Bertolak
dari pengertian bahwa psikologi sebagai ilmu yang menelaah perilaku manusia,
para ahli psikologi umumnya berpandangan bahwa kondisi ragawi, kualitas kejiwaan
dan situasi lingkungan merupakan penentu-penentu utama perilaku dan corak
kepribadian manusia.[1]
Berangkat
dari sinilah maka psikologi merupakan alat untuk mengetahui jiwa manusia yang
sesungguhnya.
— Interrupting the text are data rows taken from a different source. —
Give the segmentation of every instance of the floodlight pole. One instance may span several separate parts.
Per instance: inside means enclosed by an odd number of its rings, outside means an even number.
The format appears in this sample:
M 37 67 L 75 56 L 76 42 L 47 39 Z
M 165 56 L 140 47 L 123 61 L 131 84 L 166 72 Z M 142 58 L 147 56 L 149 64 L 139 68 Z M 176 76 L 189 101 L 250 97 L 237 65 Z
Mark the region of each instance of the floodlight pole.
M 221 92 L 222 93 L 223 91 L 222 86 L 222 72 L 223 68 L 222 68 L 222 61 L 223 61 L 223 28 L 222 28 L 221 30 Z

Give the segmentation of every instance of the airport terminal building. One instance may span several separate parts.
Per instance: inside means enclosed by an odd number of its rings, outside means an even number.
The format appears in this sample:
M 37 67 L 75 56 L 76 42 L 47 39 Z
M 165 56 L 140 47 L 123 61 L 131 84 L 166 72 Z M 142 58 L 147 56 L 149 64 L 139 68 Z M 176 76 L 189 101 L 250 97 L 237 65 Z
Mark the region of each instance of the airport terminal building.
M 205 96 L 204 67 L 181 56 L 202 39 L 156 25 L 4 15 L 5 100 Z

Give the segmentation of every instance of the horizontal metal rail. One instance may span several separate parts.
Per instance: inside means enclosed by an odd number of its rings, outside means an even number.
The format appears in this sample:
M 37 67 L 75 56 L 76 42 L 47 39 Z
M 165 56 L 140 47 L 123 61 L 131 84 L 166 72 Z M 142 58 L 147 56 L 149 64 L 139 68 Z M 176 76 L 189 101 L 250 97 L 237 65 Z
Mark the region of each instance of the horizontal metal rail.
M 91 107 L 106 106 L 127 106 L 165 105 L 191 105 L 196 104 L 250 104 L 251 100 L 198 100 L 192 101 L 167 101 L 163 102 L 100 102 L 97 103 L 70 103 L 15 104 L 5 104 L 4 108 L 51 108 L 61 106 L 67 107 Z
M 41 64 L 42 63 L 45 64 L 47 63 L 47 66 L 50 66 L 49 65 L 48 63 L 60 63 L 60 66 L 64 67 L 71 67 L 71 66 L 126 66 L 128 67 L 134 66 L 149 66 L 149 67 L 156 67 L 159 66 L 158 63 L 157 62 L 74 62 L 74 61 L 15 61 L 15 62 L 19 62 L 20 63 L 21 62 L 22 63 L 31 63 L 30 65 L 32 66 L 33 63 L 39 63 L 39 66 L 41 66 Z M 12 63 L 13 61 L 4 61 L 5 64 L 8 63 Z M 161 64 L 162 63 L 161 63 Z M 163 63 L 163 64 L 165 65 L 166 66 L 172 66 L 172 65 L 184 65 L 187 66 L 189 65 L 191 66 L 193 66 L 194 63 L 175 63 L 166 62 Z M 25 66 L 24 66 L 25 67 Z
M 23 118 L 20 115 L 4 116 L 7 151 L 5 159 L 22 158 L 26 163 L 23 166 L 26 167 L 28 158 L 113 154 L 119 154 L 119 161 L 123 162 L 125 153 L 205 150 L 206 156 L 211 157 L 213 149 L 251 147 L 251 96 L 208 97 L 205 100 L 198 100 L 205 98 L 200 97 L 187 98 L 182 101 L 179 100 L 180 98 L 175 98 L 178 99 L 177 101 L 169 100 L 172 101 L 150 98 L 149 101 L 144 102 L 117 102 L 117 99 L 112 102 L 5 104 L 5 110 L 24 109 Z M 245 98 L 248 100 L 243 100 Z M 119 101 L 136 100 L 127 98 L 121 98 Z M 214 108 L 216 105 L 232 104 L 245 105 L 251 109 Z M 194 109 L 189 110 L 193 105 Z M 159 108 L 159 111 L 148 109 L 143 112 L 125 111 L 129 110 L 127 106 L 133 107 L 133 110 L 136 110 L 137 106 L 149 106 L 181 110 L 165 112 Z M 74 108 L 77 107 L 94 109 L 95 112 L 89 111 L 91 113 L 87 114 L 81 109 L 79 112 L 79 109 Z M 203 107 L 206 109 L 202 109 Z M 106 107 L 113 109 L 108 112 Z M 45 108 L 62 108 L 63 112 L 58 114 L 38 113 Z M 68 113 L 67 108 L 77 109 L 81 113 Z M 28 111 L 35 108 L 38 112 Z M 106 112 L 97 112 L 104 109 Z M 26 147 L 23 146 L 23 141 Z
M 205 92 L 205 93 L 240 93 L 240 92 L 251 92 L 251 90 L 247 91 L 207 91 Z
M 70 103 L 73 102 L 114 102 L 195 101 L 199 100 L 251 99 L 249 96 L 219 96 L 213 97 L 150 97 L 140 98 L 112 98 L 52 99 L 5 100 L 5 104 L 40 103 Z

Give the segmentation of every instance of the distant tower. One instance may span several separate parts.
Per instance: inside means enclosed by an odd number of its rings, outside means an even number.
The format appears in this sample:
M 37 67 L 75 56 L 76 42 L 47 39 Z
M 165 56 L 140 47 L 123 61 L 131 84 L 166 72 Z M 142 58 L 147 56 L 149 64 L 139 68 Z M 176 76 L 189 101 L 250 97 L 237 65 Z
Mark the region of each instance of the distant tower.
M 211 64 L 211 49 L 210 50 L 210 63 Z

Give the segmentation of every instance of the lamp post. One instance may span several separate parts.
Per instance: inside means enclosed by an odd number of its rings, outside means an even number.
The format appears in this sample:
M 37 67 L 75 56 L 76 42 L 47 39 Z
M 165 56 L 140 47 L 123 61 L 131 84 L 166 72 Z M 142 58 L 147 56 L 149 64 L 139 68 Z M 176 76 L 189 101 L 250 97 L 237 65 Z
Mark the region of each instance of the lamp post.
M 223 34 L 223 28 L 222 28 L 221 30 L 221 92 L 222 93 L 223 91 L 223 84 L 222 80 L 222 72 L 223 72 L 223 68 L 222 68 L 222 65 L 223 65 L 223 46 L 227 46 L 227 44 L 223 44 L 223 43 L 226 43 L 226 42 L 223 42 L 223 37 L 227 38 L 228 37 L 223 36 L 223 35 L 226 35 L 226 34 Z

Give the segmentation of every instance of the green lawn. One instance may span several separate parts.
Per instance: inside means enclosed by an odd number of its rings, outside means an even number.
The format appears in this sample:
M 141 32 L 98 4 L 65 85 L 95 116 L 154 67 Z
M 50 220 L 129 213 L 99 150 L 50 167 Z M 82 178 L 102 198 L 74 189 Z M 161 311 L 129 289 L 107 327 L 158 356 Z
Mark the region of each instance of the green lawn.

Sampai dengan penghujung abad dua puluh ini terdapat empat aliran
besar psikologi, yaitu:
a)
Psikoanalisis (Psychoanalysis)
b)
Psikologi Perilaku (Behavior Psychology)
c)
Psikologi Humanistik (Humanistic Psychology)
d)
Psikologi Transpersonal (Transpersonal Psychology)
Masing-masing
aliran meninjau manusia dari sudut pandang berlainan, dan dengan metodologi
tertentu berhasil menentukan berbagai dimensi dan asas tentang kehidupan
manusia, kemudian membangun teori dan filsafat mengenai manusia.[2]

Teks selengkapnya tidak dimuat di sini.